John Steinbeck'in 1939 yılında yayımlanan ve 1940'ta Pulitzer Ödülü'nü kazanan romanı "Gazap Üzümleri" (The Grapes of Wrath), Amerikan edebiyatının en güçlü sosyal eleştirilerinden biri olarak kabul edilir. Eser, Büyük Buhran ve Toz Çanağı (Dust Bowl) felaketlerinin yarattığı yıkımı, Oklahoma'lı çiftçi ailesi Joad'ların gözünden anlatır. Roman, sadece bir göç hikayesi değil, aynı zamanda umudun, dayanışmanın ve insan ruhunun sınanmasının destansı bir tablosudur.
Roman, topraklarından edilen Joad ailesinin, "süt ve bal akan" topraklar vaadiyle Kaliforniya'ya yaptıkları zorlu göç yolculuğunu merkezine alır. Bankalar, traktörler ve kuraklık tarafından topraklarından koparılan binlerce aile gibi onlar da umuda giden bir yolculuğa çıkarlar. Ancak buldukları, vaat edilen refah değil, sömürü, yoksulluk ve önyargıdır.

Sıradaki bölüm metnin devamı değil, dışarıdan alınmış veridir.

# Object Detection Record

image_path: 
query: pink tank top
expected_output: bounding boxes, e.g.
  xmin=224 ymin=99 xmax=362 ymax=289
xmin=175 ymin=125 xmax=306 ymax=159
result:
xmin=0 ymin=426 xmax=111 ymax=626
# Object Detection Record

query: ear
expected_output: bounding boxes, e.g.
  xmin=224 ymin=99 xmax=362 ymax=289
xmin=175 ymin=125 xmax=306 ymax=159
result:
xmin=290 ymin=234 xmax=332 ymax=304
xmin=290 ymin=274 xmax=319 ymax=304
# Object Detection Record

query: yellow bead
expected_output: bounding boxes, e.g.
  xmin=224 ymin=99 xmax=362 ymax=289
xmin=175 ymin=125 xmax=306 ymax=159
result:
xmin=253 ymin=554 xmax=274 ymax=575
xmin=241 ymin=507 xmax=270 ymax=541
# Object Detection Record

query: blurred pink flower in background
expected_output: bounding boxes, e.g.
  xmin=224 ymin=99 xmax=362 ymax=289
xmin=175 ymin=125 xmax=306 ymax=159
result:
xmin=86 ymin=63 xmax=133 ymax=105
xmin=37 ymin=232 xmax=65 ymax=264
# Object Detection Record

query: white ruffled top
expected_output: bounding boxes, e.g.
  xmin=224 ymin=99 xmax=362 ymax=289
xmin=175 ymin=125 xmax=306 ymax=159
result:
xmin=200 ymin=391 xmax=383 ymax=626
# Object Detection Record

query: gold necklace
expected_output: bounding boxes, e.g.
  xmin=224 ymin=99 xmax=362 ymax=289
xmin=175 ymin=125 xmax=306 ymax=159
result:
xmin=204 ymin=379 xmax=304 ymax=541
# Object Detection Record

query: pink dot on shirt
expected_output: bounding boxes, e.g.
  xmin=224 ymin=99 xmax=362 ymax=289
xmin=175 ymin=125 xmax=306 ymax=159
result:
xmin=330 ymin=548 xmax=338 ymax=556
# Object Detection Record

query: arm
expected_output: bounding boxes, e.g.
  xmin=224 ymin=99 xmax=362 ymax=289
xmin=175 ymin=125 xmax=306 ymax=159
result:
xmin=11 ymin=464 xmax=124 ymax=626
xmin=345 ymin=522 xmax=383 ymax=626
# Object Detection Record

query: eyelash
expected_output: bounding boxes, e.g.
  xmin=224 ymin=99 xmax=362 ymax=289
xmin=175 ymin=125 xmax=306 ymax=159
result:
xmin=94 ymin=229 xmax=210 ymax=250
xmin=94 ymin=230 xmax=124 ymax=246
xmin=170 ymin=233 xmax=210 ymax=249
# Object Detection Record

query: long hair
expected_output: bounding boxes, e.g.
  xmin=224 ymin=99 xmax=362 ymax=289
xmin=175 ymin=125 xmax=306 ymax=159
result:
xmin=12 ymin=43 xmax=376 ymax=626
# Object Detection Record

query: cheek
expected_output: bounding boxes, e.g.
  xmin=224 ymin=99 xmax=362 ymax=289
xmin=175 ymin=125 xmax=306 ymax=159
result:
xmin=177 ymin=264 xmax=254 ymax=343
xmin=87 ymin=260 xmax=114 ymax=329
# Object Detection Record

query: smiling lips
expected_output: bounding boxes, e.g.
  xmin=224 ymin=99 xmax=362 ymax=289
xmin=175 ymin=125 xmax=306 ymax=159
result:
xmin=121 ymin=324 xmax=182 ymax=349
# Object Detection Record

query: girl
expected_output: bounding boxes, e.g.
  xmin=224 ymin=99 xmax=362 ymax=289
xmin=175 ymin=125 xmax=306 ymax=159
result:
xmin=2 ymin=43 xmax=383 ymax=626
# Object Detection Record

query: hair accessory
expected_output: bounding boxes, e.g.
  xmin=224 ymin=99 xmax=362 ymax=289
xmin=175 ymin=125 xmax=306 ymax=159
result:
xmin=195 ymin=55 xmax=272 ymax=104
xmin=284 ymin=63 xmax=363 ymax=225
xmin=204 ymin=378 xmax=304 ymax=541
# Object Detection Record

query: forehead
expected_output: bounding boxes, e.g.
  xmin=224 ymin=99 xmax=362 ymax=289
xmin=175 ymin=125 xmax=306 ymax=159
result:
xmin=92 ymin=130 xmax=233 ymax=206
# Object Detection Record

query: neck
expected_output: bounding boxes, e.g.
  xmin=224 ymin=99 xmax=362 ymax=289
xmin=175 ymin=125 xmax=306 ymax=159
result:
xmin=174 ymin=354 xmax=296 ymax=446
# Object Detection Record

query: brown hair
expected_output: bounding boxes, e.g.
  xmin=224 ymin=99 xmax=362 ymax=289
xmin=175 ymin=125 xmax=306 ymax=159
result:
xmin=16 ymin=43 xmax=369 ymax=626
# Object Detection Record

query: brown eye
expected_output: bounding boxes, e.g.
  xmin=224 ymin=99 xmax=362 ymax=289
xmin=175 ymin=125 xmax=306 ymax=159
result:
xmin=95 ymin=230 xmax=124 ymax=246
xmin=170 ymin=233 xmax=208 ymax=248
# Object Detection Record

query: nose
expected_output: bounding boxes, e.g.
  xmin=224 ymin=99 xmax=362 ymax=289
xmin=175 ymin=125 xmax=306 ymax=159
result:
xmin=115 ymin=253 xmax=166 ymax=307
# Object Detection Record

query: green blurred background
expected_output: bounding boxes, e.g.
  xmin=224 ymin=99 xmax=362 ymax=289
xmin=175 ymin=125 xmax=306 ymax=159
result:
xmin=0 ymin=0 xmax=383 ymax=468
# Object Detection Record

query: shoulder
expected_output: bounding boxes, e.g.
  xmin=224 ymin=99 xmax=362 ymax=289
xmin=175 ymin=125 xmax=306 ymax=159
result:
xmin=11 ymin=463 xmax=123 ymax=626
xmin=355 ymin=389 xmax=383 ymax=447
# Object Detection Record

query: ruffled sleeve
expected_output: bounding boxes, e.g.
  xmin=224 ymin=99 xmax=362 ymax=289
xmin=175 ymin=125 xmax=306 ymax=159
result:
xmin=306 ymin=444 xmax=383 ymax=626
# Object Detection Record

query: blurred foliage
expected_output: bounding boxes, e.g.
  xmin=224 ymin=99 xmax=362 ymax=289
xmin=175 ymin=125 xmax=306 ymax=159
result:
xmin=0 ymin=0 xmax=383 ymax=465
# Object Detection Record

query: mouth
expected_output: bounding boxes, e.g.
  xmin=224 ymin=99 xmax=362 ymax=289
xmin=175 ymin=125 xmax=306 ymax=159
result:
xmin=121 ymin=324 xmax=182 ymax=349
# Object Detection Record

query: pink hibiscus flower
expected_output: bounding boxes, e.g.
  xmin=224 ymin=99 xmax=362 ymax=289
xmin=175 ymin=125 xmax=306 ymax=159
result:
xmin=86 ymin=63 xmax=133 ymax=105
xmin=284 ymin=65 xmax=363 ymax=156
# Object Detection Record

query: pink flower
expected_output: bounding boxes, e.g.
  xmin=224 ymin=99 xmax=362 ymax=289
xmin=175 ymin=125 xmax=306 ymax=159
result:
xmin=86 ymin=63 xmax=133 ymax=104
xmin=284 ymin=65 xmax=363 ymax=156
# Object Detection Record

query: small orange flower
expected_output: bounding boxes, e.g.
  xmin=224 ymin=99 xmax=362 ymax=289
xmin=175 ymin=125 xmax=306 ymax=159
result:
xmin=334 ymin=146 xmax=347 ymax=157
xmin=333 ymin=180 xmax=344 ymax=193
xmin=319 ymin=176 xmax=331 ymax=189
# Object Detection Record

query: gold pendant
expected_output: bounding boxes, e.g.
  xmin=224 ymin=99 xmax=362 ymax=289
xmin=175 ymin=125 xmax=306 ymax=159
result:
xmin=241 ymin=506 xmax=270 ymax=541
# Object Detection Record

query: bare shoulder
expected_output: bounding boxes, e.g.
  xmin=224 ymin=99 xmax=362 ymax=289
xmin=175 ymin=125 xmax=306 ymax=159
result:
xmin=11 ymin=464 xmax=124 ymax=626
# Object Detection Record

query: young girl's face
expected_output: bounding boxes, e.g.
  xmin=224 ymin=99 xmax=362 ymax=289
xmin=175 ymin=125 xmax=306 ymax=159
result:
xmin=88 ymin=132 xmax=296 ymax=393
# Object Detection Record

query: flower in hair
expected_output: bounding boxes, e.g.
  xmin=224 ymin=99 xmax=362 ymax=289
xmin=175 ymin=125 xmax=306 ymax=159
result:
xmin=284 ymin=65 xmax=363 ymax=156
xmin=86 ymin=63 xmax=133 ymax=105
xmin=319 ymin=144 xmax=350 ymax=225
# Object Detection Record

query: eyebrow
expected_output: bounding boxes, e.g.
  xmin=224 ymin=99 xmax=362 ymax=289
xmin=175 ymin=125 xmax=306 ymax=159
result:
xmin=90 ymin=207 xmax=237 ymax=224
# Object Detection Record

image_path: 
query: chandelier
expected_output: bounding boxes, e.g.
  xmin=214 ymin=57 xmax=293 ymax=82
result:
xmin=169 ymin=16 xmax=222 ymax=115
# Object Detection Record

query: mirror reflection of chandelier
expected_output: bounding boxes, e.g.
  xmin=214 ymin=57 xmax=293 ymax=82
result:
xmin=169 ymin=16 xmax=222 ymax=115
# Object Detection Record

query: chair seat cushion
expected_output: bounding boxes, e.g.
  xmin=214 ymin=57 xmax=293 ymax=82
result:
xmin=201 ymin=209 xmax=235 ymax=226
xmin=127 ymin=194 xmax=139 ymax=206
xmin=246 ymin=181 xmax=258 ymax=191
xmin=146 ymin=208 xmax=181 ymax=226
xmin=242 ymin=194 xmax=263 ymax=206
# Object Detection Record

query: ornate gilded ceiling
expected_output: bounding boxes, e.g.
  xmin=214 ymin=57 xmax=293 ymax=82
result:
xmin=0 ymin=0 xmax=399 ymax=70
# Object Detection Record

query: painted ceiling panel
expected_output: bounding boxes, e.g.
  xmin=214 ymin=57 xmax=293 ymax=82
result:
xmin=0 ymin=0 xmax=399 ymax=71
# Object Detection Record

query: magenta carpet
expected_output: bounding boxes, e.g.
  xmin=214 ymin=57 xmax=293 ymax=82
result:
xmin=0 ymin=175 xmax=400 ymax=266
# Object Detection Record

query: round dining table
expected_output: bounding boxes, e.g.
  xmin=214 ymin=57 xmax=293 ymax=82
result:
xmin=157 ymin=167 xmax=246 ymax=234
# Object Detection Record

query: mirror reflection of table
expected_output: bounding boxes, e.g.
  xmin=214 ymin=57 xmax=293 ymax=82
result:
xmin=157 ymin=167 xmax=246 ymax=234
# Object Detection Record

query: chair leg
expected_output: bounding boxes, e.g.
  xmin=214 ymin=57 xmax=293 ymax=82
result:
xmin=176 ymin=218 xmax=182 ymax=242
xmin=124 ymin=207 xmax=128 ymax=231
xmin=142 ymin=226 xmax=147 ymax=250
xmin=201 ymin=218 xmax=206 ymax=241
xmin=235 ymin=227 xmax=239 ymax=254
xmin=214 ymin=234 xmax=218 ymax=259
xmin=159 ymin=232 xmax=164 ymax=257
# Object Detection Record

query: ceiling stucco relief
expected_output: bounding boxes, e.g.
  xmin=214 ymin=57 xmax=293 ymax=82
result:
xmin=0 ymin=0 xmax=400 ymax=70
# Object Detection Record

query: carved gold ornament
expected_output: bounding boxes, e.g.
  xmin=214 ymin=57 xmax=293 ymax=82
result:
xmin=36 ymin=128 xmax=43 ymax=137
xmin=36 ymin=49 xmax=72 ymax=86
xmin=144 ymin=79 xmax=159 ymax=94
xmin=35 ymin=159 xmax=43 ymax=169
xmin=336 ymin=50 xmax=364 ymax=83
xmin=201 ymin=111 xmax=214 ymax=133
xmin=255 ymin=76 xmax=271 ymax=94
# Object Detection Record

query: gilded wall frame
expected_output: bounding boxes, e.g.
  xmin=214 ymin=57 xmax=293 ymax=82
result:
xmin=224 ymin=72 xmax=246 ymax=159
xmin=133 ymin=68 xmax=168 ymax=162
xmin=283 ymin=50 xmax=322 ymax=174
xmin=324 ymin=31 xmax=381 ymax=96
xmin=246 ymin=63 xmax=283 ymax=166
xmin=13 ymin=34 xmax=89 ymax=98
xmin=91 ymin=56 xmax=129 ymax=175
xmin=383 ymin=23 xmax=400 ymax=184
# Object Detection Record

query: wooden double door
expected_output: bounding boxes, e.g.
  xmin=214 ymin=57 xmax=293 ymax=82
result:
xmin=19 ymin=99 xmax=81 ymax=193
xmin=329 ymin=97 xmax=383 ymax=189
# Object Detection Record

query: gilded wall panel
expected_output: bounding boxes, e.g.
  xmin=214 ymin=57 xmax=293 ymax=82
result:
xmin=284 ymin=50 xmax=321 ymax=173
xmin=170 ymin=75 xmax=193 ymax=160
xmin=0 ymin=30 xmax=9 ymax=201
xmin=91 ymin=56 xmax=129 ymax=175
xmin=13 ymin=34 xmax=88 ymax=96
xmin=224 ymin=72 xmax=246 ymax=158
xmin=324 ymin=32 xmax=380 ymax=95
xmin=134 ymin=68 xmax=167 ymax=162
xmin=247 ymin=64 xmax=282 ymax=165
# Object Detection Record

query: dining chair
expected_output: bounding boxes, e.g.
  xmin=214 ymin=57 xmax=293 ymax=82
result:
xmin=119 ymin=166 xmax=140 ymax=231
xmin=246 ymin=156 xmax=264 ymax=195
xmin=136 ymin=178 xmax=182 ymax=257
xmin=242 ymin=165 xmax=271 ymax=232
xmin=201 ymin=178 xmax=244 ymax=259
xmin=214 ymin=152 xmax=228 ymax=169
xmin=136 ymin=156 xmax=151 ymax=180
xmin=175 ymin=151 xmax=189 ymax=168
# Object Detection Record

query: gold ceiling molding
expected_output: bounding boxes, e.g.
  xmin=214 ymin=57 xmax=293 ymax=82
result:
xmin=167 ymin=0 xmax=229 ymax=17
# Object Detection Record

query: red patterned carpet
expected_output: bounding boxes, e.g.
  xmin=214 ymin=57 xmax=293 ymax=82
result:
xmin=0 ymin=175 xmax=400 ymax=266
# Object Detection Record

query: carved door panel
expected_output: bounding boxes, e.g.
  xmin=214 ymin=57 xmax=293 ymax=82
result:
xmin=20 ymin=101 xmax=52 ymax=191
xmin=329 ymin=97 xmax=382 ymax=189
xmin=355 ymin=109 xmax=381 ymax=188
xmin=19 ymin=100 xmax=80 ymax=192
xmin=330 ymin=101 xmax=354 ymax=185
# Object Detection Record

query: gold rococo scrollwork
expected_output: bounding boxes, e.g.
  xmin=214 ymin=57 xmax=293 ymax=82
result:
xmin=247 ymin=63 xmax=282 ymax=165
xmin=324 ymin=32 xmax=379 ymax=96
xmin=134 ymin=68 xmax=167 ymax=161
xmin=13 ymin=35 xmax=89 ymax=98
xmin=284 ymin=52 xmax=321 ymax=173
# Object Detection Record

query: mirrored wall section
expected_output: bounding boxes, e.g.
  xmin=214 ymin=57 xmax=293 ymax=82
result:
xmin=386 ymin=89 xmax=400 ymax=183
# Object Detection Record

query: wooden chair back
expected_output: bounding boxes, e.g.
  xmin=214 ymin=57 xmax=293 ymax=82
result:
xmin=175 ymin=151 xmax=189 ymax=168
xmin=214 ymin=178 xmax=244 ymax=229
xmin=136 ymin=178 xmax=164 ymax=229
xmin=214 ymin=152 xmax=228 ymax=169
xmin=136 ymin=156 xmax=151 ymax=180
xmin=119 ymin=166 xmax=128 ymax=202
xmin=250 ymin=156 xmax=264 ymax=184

Steinbeck, romanında birkaç katmanlı ve evrensel temayı işler:
İnsanın toprakla kurduğu bağın endüstriyel kapitalizm tarafından nasıl koparıldığını gösterir. Toprak, bir meta haline gelir.
"Okies" olarak aşağılanan göçmenler, gittikleri yerde düşmanlaştırılır. Bu, tüm dünyada göçmen sorununa ışık tutan bir bakıştır.
Roman, bireysel mücadelenin yetersiz kaldığı yerde, "insanın insan için" dayanışmasının tek çare olduğunu vurgular. Ma Joad'un "Biz insanız. Biz bir bütünüz" sözü bu felsefeyi özetler.
Zengin toprak sahipleri ile yoksul işçiler arasındaki uçurumu, sömürüyü ve nihayetinde oluşan öfkeyi ("gazabı") betimler.
Roman, John Ford yönetmenliğinde 1940'ta aynı adla sinemaya uyarlandı ve Henry Fonda'nın unutulmaz Tom Joad performansıyla klasikler arasına girdi. Film, kitabın ruhunu büyük ölçüde yansıtmasına rağmen, sonu gibi bazı keskin sosyal mesajları yumuşattığı için eleştirilere de maruz kaldı.
Gazap Üzümleri, sadece tarihsel bir dönemi anlatan bir roman değil; açgözlülüğe, adaletsizliğe ve insan onurunun hiçe sayılmasına karşı yazılmış zamanlı bir mektuptur. Ekonomik krizlerin, zorunlu göçlerin ve toplumsal eşitsizliklerin hâlâ gündemde olduğu günümüzde, Steinbeck'in bu destansı anlatısı, insanlık durumuna dair çok şey söylemeye devam ediyor. Okurken, Joad'ların yolculuğunun, aslında hepimizin insanlık arayışındaki yolculuğumuzun bir parçası olduğunu hissedersiniz.
Not: Roman, ilk yayımlandığında bazı çevrelerce çok sert bulunmuş ve hatta yasaklanmaya çalışılmıştır. Bugün ise Amerikan edebiyatının ve sosyal gerçekçiliğin mihenk taşı olarak kabul edilmektedir.